Tax cuts for EV in India

India is serious about increasing the EV penetration, which is still anecdotical at this point in time, with less than 15.000 units registered per year. It’s a first big step to reach the Government’s objective of 30% EVs by 2030. The country is not only lacking EV enthusiasts, but also a supply of electric vehicles and sufficient charging infrastructure. Lots of work to do, but here’s a good start.

GST

The main initiative was announced during the Government’s budget announcement: a special GST rate for EVs of 5%, down from 12% previously. The measure is meant to motivate consumers, obviously, but equally to boost EV production in the country. It seems like India has been looking across the boarder and likes China’s approach to produce locally to be sold locally.

Normal (diesel and petrol) vehicles will be sold at a GST rate of 28%. The delta seems high, but EVs will still be more expensive than ICE vehicles in India. Just a bit less from now onwards.

Income tax

In addition to the lowered GST rate, EV buyers will benefit from an additional income tax deduction of 1.5 lakh (USD 2,180) on the interest paid on a loan to fund an EV. Again, an incentive to reduce the delta between EV purchases and those of regular cars.

Side measures

As EVs need chargers, the Indian Government has also lowered the GST rate for charging equipment from 18% to 5%. This benefits not only the EV buyers, but also real estate owners, willing to invest in chargers.

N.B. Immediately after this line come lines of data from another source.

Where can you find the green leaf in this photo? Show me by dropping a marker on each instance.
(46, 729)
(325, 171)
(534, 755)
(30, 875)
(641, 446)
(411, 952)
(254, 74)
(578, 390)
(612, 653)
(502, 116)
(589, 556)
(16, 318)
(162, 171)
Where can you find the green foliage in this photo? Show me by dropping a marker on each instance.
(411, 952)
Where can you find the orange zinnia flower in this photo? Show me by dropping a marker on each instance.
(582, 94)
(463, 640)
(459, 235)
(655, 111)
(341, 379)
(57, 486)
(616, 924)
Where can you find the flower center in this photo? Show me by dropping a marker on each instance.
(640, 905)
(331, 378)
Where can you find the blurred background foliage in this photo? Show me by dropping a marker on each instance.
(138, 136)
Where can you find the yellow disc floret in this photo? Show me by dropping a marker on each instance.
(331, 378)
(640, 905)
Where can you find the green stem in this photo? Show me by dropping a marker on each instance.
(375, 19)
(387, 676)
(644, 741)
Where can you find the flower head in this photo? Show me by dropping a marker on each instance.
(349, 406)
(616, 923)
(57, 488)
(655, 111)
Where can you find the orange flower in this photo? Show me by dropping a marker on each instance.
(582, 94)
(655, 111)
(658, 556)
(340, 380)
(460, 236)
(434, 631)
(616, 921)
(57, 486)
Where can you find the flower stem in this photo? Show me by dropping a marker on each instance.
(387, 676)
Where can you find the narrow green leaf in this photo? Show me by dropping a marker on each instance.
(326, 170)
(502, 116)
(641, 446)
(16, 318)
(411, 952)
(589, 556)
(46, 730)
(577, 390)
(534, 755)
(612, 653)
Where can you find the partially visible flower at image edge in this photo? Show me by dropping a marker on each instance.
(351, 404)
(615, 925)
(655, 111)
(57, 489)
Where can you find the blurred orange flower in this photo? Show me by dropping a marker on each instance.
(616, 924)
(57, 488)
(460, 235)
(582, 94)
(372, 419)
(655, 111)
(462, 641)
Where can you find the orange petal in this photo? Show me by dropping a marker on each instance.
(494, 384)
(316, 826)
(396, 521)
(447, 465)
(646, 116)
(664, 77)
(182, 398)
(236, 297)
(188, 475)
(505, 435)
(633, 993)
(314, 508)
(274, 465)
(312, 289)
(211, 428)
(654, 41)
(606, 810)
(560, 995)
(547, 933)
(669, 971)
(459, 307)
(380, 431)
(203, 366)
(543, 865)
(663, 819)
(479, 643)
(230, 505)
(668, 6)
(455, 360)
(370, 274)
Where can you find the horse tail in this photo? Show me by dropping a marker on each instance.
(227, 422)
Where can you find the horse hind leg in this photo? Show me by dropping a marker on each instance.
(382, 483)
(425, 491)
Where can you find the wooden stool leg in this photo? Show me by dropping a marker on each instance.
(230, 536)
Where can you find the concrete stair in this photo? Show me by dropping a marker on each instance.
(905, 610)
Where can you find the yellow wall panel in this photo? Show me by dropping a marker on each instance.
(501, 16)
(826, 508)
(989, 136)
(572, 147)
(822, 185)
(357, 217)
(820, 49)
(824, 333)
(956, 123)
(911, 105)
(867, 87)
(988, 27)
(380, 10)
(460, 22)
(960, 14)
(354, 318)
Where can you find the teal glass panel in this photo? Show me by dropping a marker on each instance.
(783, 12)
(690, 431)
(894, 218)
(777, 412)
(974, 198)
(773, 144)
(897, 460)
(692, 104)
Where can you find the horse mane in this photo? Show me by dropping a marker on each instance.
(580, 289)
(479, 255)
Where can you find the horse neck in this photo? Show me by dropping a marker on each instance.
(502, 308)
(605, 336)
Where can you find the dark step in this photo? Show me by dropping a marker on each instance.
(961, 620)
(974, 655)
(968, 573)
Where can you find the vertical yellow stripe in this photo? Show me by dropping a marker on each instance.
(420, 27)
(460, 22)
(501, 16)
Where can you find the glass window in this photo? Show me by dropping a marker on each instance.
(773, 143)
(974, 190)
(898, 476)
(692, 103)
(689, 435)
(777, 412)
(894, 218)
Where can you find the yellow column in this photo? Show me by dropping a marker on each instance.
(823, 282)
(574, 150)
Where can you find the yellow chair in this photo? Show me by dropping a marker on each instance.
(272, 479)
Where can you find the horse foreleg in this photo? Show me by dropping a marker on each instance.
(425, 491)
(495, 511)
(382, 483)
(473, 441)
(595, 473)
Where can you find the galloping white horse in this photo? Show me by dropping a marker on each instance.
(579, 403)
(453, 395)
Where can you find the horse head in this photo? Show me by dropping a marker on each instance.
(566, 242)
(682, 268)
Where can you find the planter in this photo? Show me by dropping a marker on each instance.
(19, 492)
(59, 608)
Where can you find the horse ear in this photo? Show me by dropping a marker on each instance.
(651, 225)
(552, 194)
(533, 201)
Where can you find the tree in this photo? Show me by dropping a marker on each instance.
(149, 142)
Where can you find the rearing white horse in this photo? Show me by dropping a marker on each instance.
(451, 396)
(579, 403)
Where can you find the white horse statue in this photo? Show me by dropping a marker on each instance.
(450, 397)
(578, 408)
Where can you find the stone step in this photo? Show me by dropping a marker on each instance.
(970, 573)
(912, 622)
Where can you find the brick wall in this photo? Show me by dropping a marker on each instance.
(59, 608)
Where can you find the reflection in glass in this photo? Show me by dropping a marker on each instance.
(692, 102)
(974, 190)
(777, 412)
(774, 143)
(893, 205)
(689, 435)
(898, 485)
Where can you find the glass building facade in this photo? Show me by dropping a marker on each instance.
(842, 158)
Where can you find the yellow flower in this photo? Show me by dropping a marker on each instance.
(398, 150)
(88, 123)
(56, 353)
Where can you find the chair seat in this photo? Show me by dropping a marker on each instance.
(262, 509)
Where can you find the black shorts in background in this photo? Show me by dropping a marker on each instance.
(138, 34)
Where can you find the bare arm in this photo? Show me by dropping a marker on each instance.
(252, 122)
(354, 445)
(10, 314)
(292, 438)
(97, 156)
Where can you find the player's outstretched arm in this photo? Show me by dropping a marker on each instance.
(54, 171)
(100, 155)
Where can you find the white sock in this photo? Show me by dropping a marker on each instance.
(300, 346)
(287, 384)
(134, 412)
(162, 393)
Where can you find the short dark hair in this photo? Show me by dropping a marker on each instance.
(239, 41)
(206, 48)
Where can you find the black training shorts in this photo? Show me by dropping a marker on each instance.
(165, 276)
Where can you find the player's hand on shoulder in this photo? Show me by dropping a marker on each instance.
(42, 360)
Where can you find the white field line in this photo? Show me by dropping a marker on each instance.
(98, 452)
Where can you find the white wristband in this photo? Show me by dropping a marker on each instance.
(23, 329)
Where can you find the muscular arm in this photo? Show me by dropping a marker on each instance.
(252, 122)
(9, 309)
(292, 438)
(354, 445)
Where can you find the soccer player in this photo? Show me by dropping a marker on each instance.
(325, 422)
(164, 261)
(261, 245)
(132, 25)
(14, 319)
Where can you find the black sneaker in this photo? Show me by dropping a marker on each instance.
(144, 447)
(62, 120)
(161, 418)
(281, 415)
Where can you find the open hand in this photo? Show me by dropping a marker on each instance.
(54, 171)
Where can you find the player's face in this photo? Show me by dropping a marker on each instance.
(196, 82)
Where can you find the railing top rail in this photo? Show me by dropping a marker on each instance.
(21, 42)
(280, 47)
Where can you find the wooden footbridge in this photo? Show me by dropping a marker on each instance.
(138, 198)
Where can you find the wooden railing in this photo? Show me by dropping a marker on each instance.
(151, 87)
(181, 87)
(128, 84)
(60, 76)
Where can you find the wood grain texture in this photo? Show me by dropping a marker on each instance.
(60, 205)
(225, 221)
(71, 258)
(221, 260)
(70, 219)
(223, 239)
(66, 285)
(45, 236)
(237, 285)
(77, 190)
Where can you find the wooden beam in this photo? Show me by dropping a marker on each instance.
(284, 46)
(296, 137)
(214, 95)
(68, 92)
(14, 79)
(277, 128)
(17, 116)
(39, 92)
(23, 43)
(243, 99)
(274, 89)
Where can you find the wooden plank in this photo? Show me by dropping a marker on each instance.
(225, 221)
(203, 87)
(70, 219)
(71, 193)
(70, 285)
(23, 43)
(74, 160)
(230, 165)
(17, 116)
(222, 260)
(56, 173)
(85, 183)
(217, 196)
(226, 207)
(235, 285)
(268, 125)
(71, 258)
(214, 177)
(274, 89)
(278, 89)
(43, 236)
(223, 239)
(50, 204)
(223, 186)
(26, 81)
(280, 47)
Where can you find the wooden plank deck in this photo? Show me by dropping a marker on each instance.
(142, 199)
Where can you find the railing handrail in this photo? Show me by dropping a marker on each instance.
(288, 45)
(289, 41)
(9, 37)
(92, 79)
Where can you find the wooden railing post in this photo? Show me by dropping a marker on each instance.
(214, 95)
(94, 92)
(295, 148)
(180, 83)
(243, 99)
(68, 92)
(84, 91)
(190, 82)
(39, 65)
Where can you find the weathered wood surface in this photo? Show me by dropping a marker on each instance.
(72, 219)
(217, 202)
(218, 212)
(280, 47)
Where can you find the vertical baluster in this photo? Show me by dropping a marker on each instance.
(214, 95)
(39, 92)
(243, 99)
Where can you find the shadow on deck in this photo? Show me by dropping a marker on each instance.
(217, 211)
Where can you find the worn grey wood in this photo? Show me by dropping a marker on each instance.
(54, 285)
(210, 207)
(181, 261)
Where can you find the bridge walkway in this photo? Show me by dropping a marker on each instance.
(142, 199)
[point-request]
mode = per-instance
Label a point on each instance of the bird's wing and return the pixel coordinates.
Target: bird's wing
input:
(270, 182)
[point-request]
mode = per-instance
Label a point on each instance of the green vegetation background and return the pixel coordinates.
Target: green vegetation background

Finally, in order to enhance popularity of EVs with public transit providers, hiring electric buses or vans with a capacity of more than 12 people, will be completely exempt of GST.

Expected outcome

Naturally, the favourable GST regulations and additional income tax deductions will make EVs slightly more attractive for the (wealthy) consumer. Consequently, the EV producing OEMs will benefit from a higher demand; currently, Hyundai, Tata, Mahindra and BMW are offering an EV on the Indian market and many more offer 2 or 3-wheelers.

Nevertheless, in a country where most car buyers spend between USD 5,000 and 10,000 on a car, it seems that India needs to address the unavailability of cheap EVs in parallel. Again, this is a process that China has controlled and executed diligently: allow for regular people to transition to electric without breaking the bank.